In: Accounting
Respond to the following in a minimum of 175 words:
Many of us apply the time value of money in our personal lives; for example, when we invest dollars in a young child’s bank account earmarked for his or her eventual college education. Share an explanation of the time value of money in your own words. What criteria do accountants use to decide whether to use present or future values in accounting statements?
Time value of money is a concept used to determine the worth of money either in future terms or the present worth of a future money. The essential reason of doing time value of money is the fact that the value of money changes with time due to reasons such as inflation, depreciation in value, no storage value and the like. Money is a moving concept and the worth of each dollar is different at various points of time. Also, the concept of time value is used in estimating the compounding or discounting effect for an investment or a liability. For example, an investment promises to yield $1000 each month for the next 2 years.

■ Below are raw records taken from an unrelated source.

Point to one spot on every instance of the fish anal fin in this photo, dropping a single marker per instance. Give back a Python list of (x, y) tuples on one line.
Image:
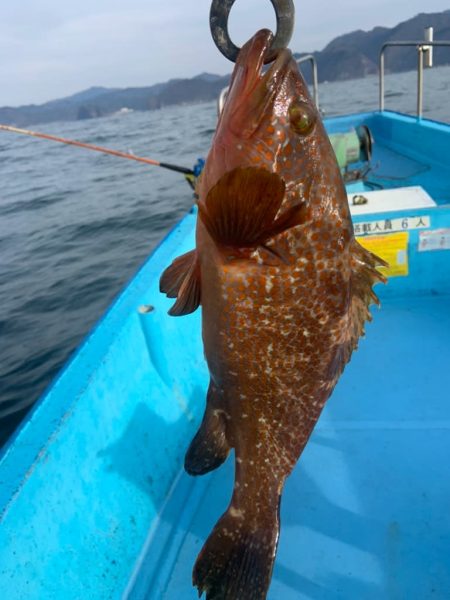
[(236, 561), (241, 209), (364, 276)]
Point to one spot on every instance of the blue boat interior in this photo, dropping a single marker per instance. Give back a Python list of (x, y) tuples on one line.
[(92, 488)]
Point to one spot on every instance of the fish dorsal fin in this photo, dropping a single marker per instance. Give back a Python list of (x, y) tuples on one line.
[(182, 280), (241, 209)]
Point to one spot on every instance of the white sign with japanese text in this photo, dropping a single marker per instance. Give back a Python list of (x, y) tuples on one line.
[(391, 225)]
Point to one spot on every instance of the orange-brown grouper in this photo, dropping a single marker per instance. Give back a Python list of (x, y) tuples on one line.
[(284, 288)]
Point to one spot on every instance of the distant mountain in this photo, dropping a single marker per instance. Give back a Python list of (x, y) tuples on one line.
[(99, 101), (355, 55), (348, 56)]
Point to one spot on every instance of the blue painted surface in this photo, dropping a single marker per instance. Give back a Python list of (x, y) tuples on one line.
[(93, 501)]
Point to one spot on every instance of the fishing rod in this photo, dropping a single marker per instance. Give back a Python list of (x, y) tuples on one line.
[(53, 138)]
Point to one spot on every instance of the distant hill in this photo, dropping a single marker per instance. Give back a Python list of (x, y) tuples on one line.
[(350, 56), (355, 55)]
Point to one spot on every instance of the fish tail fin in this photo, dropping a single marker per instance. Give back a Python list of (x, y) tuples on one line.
[(237, 559), (210, 447)]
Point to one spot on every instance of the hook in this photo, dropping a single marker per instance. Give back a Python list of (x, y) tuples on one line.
[(218, 21)]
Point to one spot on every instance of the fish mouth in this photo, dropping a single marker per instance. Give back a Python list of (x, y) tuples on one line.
[(253, 91)]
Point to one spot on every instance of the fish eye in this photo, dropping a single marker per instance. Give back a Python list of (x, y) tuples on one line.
[(301, 117)]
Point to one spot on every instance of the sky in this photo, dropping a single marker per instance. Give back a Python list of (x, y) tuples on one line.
[(53, 48)]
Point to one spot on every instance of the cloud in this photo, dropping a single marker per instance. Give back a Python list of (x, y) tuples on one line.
[(51, 49)]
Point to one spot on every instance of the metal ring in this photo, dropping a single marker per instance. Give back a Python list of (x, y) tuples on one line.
[(218, 21)]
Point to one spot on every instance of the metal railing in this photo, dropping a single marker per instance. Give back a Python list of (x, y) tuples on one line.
[(310, 58), (307, 58), (423, 48)]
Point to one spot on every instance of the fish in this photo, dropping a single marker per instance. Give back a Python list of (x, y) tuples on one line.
[(285, 291)]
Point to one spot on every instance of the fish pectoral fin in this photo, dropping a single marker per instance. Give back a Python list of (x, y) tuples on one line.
[(172, 278), (241, 209), (181, 280)]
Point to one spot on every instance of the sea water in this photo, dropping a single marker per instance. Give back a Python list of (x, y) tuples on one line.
[(75, 225)]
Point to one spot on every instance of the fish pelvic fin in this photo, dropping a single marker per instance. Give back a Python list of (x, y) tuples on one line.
[(237, 559), (181, 280), (241, 209), (210, 447)]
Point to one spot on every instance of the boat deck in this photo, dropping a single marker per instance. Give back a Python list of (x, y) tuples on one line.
[(365, 513), (93, 500)]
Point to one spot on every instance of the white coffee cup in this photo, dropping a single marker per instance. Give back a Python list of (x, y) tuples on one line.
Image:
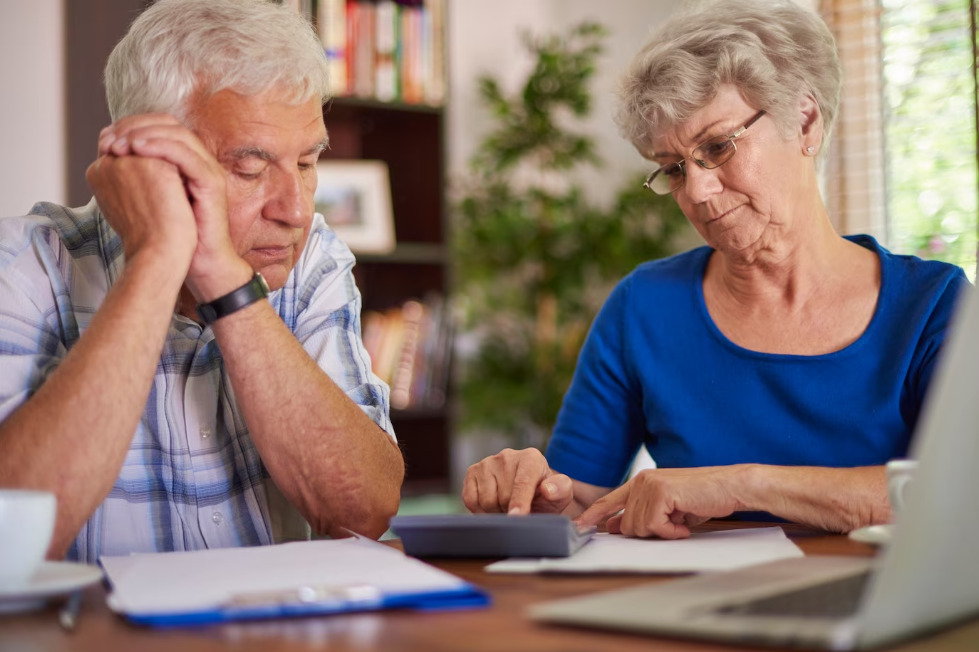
[(26, 527), (899, 476)]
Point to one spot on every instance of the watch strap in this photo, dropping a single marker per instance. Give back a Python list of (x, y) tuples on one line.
[(252, 291)]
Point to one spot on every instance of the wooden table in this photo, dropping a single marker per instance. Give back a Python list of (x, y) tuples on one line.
[(501, 627)]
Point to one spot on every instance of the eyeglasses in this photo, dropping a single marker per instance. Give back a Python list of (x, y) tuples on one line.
[(709, 154)]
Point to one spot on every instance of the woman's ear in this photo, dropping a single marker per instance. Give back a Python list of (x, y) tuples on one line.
[(811, 122)]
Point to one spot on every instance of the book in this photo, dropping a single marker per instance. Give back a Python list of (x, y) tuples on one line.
[(331, 23), (387, 35)]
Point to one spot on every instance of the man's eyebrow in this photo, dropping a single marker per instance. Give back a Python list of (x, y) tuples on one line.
[(259, 153), (249, 152), (319, 147)]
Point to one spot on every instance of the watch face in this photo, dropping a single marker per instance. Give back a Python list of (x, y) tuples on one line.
[(262, 283)]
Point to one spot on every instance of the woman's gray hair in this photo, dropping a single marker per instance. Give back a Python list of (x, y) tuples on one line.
[(773, 51), (178, 50)]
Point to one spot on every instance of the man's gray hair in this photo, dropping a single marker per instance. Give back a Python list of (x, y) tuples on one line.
[(180, 50), (773, 51)]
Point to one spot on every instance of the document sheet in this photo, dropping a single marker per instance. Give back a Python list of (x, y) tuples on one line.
[(318, 576), (708, 551)]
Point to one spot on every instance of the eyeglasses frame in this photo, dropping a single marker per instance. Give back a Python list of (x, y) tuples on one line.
[(682, 162)]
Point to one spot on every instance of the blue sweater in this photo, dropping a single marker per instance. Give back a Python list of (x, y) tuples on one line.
[(656, 371)]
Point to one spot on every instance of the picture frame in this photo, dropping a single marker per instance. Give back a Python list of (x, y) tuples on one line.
[(354, 197)]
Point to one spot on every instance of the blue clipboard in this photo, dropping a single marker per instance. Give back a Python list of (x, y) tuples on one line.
[(310, 578)]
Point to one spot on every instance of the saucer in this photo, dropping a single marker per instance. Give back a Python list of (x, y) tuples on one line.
[(873, 534), (52, 579)]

However, the worth of $1000 each month may not remain same as time progresses. In this case the time value of money has to be measured through the concept of present value of the future cash flows i.e. to know the worth of the $1000 future cash flows today. Similar concept is used to determine the future value of an investment that is made today and helps in matching revenues with the future expenses for many business. Accountants determine the use of future or present value concepts based on the timing and the effect that the cash flows will have on the financial statements. For instance if the firm has taken up a lease of a new building, the same will involve outflow of cash in the future but the liability has to be recognized today. The future cash outflows associated with the lease liability are discounted using an appropriate interest rate and the liability is recognized at money's worth today.